LAMBDA=a. Ratio of standard deviations of a mixed normal distribution. Any positive real number can be specified.
PROPORTION=b. Mixture proportion of two normal distributions. Any real number between 0 and 1 can specify the mixture proportion of two normal distributions.
The following keyword produces a new data file:
OUTFILE='file'. Specify a filename
or previously declared dataset name. Filenames should
be enclosed in quotation marks and are stored in the working directory
unless a path is included as part of the file specification. Datasets
are available during the current session but are not available in
subsequent sessions unless you explicitly save them as data files.
Missing values for predicted variables in the file are filled in by
using the EM algorithm. (Note that the data that are completed with
EM-based imputations will not in general reproduce the EM estimates
from MVA
.)
Examples
MVA VARIABLES=males to tuition
/EM (OUTFILE='/colleges/emdata.sav').
- All variables on the variables list are included in the estimations.
- The output includes the means of the listed variables, a correlation matrix, and a covariance matrix.
- A new data file named emdata.sav with imputed values is saved in the /colleges directory.

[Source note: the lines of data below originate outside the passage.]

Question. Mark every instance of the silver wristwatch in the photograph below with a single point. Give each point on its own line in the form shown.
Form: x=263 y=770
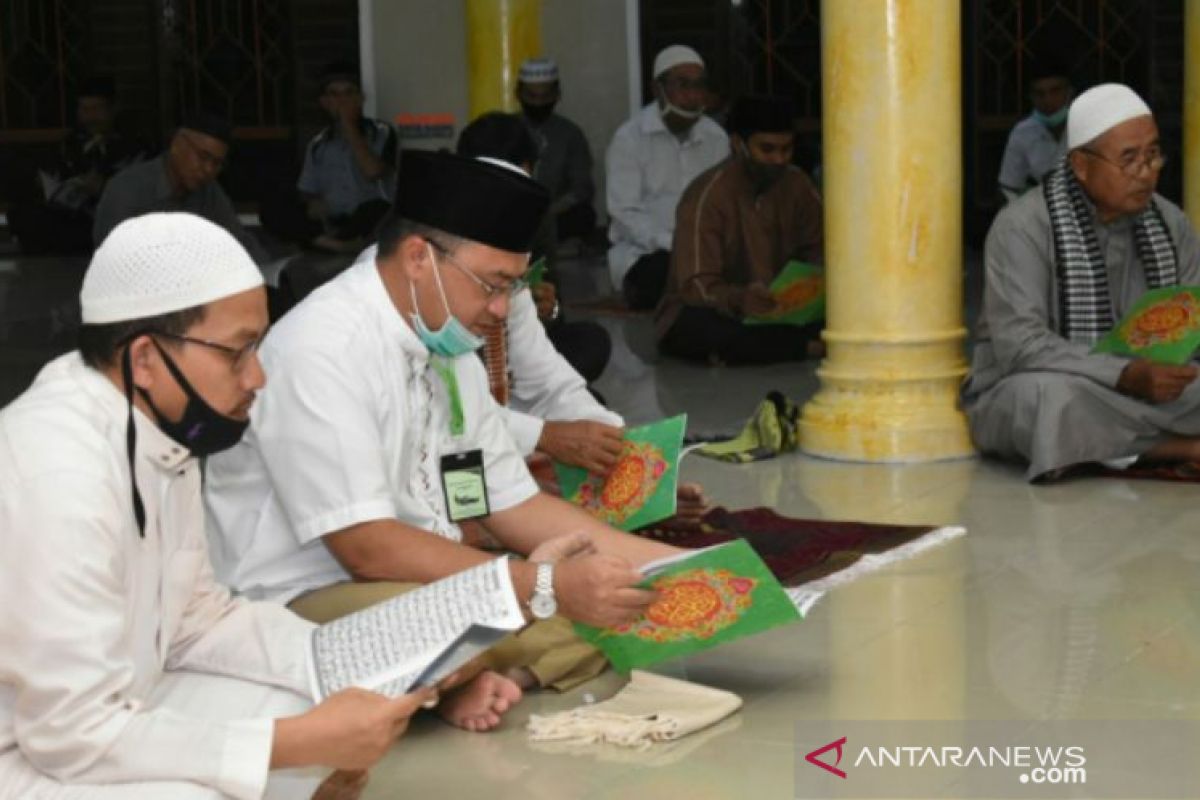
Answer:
x=543 y=603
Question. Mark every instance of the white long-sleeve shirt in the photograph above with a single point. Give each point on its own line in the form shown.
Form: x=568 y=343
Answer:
x=93 y=614
x=648 y=167
x=351 y=427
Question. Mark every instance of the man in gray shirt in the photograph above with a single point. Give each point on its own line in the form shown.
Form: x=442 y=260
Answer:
x=1062 y=264
x=183 y=179
x=564 y=162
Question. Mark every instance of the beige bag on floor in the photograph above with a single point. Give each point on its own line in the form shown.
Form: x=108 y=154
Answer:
x=651 y=708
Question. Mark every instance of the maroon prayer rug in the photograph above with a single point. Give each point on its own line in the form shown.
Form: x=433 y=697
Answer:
x=797 y=551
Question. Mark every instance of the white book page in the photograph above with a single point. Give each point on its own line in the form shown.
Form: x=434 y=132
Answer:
x=387 y=647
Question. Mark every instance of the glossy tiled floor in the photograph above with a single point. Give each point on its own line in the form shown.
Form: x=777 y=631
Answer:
x=1071 y=601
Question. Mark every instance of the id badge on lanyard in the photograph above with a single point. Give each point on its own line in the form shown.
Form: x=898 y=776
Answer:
x=463 y=480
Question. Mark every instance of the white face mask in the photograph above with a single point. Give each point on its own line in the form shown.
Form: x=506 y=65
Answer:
x=667 y=107
x=453 y=338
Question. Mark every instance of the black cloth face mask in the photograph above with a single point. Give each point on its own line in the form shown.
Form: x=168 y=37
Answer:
x=202 y=429
x=538 y=114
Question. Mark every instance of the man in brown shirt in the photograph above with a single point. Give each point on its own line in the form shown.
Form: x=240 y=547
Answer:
x=737 y=226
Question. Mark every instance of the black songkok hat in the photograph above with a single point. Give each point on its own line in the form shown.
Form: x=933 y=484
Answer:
x=209 y=124
x=484 y=202
x=761 y=114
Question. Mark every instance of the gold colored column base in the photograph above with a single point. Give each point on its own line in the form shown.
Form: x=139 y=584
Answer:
x=904 y=422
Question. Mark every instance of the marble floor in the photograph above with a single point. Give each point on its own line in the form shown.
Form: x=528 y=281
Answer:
x=1074 y=601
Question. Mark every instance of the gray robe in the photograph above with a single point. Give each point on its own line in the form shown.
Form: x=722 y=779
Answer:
x=1037 y=397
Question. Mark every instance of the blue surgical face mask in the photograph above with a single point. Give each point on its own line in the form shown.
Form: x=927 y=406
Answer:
x=1053 y=120
x=453 y=338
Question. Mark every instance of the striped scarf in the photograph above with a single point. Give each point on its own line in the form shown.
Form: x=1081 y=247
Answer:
x=1085 y=306
x=496 y=360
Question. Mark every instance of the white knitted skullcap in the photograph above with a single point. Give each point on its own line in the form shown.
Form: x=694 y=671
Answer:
x=161 y=263
x=1099 y=109
x=538 y=71
x=675 y=55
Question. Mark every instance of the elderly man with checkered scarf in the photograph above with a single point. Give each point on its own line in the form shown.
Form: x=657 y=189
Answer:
x=1062 y=265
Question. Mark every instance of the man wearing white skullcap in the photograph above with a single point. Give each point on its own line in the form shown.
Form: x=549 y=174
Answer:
x=126 y=671
x=564 y=158
x=652 y=158
x=1062 y=265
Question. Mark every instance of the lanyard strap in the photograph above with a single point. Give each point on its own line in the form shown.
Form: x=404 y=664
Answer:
x=447 y=373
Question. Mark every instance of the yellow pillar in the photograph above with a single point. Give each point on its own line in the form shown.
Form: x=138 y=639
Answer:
x=1192 y=112
x=501 y=34
x=893 y=176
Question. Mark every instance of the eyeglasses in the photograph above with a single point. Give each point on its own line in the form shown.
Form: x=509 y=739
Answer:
x=490 y=289
x=210 y=160
x=238 y=356
x=1132 y=164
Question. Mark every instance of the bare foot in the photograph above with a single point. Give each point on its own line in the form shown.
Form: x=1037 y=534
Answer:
x=342 y=785
x=479 y=704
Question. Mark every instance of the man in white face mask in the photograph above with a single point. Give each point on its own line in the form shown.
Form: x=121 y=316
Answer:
x=378 y=439
x=652 y=158
x=1037 y=142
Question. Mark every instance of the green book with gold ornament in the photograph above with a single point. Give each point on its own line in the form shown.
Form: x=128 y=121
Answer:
x=799 y=296
x=1163 y=326
x=537 y=272
x=641 y=487
x=706 y=599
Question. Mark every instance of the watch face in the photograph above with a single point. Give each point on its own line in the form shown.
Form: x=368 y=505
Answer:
x=543 y=606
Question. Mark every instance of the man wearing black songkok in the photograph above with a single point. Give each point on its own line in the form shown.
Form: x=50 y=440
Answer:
x=343 y=489
x=736 y=227
x=183 y=179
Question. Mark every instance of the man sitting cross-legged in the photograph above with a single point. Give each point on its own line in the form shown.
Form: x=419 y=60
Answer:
x=1063 y=264
x=377 y=435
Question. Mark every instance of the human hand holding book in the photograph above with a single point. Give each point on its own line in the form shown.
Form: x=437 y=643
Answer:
x=705 y=599
x=417 y=638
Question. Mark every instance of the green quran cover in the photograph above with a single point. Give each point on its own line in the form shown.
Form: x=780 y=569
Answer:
x=706 y=599
x=1163 y=326
x=641 y=488
x=537 y=272
x=799 y=296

MVA VARIABLES=all /EM males msport WITH males msport gradrate facratio.
- For males and msport, the output includes a vector of means, a correlation matrix, and a covariance matrix.
- The values in the tables are calculated by using
imputed values for males and msport. Existing observations for males, msport, gradrate, and facratio are used to impute the values that
are used to estimate the means, correlations, and covariances.
MVA VARIABLES=males to tuition /EM verbal math WITH males msport gradrate facratio (TDF=3 OUTFILE '/colleges/emdata.sav').
- The analysis uses a t distribution with three degrees of freedom.
- A new data file named emdata.sav with imputed values is saved in the /colleges directory.